Por el oeste, arrastrando los pies, apareció Trampamorro. En otro tiempo no había ese arrastrarse ni en su porte ni en su mente. Ahora era distinto. La arrogancia seguía ahí, aflorando en cada gesto, pero ahora iba acompañada de algo más aberrante. El cuerpo ágil se había convertido en una parodia que los niños imitaban.

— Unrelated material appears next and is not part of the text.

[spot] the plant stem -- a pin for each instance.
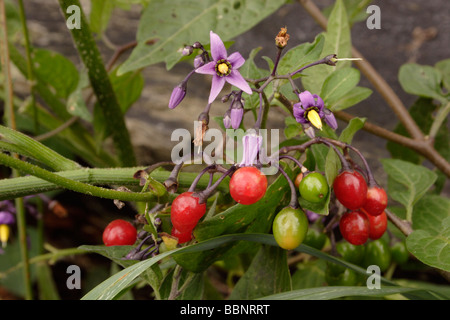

La mente ágil le jugaba malas pasadas. Avanzaba como si el mundo no existiera. Y así era, salvo por una cosa. Del mismo modo que Titus suspiraba por Gormenghast, por abrazar sus muros decrépitos, Trampamorro se había impuesto la tarea de descubrir el foco de origen de la destrucción.
Su cabeza volvía una y otra vez a aquel simple experimento; la aniquilación de su zoo. No había forma en nada de cuanto le rodeaba, ya fuera rama o roca, que no le recordara a una u otra de sus amadas criaturas. Su muerte había despertado en él algo que jamás había sentido; una lenta e insaciable sed de venganza.
En algún lugar la encontraría, esa espantosa colmena de horrores; una colmena cuya miel era el cieno gris y definitivo del abismo. Día tras día caminaba a rastras de sol a sol. Día tras día sus pasos lo llevaban aquí y allá.
Era como si de una extraña forma su obsesión dirigiera sus pasos. Como si siguiera un camino que sólo ella conocía.